In came the ladies, a succession of drab little hens who appeared to have dressed in whatever was on the floor when they woke up at noon after a hard night of loud profanity and hard-drinking. On goes the wrinkliest dress they can find, forget underwear because bras are symptomatic of the male patriarchy, just walk straight to the pub. That’s not to say the ladies weren’t attractive, some were, but the effort they were making was virtually zero. Very little make-up, very little jewellery, and no visible means of financial support whatsoever. Ding-ding! A succession of well-dressed males raced to the bar, and voila! The ladies’ lunch and beverages appear as if by magic.

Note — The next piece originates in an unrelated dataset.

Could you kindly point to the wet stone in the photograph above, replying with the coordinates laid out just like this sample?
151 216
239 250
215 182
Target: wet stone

In this respect, the girls up north are way ahead of this silly game. They are always dressed as if ready to rescue a Yorkshire Terrier from the jaws of a marauding bull shark. So what if they can’t land a bloke from the big smoke — a local tradie with his honest tree-lopper’s biceps and King Gee ensconced buttocks is probably all she wants anyway. What would a grunter do with one of these city chicks who goes into a booth white, and emerges orange? How long would their relationship last if she hassled him every time he put diesel into his ute? Similarly, a beach bunny from the Central Coast might be lots of bouncy fun for an ambitious young Sydney architect, for example, but how long before he gets sick of her calling him ‘mate’. And you get to avoid those ‘odd couple’ comments.
In the end, I remembered the lyrebird I saw last week in the bush. He was all alone, singing his heart out. I bet he was looking for a drab little hen on the off chance he might get to wave his pretty tail around and impress her. So a word on behalf of all those hard-working blokes out there: so what if our northern brother doesn’t have tail feathers, he sure can pick a wave. and maybe our southern tribesman doesn’t sing, but who gives a shit when he’s wearing a nice pair of cap-toed Oxfords by Tom Ford.